Analysis of usage of 5 primary tools used to analyze data showed that the top tool used by data professionals to analyze data are local development environments (54%), followed by basic statistical software (20%), cloud-based data software and APIs (8%), advanced statistical software (6%) and business intelligence software (6%). Tool usage differed across different job titles.
Data professionals use a variety of data science tools, technologies and languages to help them get insights from data. Because data analysis is central to the gaining insights from data, we focus on tools that relate to analyzing data. Kaggle recently conducted a worldwide survey of nearly 20,000 data professionals (see: 2019 Kaggle ML and Data Science Survey The survey asked a variety of questions, including the tools used to analyze data.
Top Tool Used to Analyze Data
The survey asked respondents, “What is the primary tool that you use at work or school to analyze data?” The top tools used to analyze data was, by far, Local development environments (RStudio, JupyterLabs, etc.) (54%). The complete list of tools were (See Figure 1):
- Local development environments (RStudio, JupyterLabs, etc.) (54%)
- Basic statistical software (Microsoft Excel, Google Sheets, etc.) (20%)
- Cloud-based data software and APIs (AWS, GCP, Azure, etc.) (8%)

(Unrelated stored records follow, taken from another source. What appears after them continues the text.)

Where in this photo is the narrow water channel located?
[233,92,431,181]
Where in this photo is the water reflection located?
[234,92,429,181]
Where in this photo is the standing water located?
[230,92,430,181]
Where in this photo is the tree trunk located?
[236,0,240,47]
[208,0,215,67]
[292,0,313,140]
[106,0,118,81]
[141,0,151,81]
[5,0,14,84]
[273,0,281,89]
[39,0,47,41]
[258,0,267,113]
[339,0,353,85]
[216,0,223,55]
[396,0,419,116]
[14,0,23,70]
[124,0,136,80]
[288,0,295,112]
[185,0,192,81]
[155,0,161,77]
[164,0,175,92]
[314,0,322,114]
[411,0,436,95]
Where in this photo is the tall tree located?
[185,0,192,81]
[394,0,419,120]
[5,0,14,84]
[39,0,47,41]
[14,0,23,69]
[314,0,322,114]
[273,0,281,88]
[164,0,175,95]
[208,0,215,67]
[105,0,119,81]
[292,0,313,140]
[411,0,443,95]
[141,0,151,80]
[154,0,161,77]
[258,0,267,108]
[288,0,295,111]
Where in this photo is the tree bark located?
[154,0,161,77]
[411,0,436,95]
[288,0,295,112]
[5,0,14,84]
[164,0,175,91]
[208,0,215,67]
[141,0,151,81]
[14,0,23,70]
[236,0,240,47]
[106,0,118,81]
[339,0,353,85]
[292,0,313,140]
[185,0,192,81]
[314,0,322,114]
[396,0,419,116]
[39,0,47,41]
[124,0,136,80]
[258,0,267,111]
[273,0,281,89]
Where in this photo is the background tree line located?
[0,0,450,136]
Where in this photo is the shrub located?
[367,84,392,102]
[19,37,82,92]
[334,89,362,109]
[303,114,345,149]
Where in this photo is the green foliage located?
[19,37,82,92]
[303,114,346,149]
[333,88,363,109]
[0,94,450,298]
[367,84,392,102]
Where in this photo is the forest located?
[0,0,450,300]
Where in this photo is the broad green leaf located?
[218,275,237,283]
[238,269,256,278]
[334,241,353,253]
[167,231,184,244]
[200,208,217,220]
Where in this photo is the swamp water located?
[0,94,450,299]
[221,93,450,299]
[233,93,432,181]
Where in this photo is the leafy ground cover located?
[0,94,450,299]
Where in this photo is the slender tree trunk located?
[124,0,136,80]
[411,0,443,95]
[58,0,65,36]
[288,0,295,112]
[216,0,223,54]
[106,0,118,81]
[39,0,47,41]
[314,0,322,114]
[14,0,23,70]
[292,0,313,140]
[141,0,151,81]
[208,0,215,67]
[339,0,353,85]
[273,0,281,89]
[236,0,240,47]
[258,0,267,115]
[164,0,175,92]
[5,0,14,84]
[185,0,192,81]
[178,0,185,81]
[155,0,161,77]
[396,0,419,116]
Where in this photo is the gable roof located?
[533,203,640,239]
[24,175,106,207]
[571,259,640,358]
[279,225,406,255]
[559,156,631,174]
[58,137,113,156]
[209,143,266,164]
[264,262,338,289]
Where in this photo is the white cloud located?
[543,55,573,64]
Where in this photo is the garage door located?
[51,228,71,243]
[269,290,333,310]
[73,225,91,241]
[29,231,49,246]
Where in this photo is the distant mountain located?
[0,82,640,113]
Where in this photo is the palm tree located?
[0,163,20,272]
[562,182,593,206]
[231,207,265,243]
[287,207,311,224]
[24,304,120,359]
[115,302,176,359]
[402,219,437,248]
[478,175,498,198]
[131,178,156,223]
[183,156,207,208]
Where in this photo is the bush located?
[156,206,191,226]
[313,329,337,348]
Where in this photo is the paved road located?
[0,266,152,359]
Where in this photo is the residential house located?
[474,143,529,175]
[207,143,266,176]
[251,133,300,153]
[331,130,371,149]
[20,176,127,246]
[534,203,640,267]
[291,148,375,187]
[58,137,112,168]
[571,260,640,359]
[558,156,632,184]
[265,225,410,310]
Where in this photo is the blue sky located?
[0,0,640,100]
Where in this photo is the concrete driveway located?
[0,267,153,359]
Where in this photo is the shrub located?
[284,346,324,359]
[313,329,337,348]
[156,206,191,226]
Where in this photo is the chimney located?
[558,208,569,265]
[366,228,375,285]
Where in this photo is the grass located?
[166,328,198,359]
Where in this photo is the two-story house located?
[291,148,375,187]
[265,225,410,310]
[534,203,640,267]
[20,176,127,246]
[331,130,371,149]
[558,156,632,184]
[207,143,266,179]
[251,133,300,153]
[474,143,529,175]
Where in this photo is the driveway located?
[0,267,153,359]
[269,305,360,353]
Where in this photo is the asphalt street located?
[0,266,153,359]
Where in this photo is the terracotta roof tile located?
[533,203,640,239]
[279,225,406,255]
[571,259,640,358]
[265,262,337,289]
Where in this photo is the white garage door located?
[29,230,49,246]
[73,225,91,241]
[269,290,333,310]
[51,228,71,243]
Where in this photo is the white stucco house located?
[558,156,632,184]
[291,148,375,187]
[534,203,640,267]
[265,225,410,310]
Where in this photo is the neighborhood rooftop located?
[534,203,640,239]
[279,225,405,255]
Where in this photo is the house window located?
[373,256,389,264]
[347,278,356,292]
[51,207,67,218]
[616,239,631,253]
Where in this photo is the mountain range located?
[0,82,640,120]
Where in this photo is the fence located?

- Advanced statistical software (SPSS, SAS, etc.) (6%)
- Business intelligence software (Salesforce, Tableau, Spotfire, etc.) (6%)
- Other (8%)
Figure 1. Primary tools used to analyze data.
There were differences in tool usage by respondents’ job title. Local development environments were the top tool for the majority of job titles, with the exception of Business Analysts whose top pick was basic statistical software. The second most popular tool varied by job title:
- Basic statistical software: Research Scientist, Student, Software Engineer, Data Analyst, Product/Project Management, DBA/Database Engineer
- Cloud-based data software and APIs: Data Scientist, Data Engineer
- Advanced statistical software: Statistician
- Local development environment: Business Analyst
Conclusions
There are a variety of tools that data professionals can use to analyze their data. In this study, the top tools used, by far, were associated with local development environments like RStudio and JupyterLabs. These tools allow you to develop and test your analytics without sharing it with others (until you are satisfied with it). Because data scientists do a lot of their work on machine learning algorithms that require much tweaking and testing, it’s not surprising that 2/3rds of them use this approach.
The second most popular tool to analyze data is basic statistical software, including Microsoft Excel and Google Sheets. Many different data professionals who may not be formally trained in analytics appear to be somewhat heavy users of these tools, including business analysts, database engineers, product/project managers and software engineers. Not surprising, these basic statistical tools are used least by data scientists.
Advanced statistical software like SPSS and SAS are popular with statisticians. These types of tools allow users to easily apply much more sophisticated analytics on their data compared to Microsoft Excel or Google Sheets, including analyses like principal component analysis for data reduction, regression analyses and more.
No single analytics tool will do it all and you will likely need to use a set of applications for your data project like ML frameworks and tools. Selecting the right data analytics tool will definitely improve your chances of success in your data projects. The results of this analysis suggest that the analytics tools you choose need to fit your needs and level of expertise.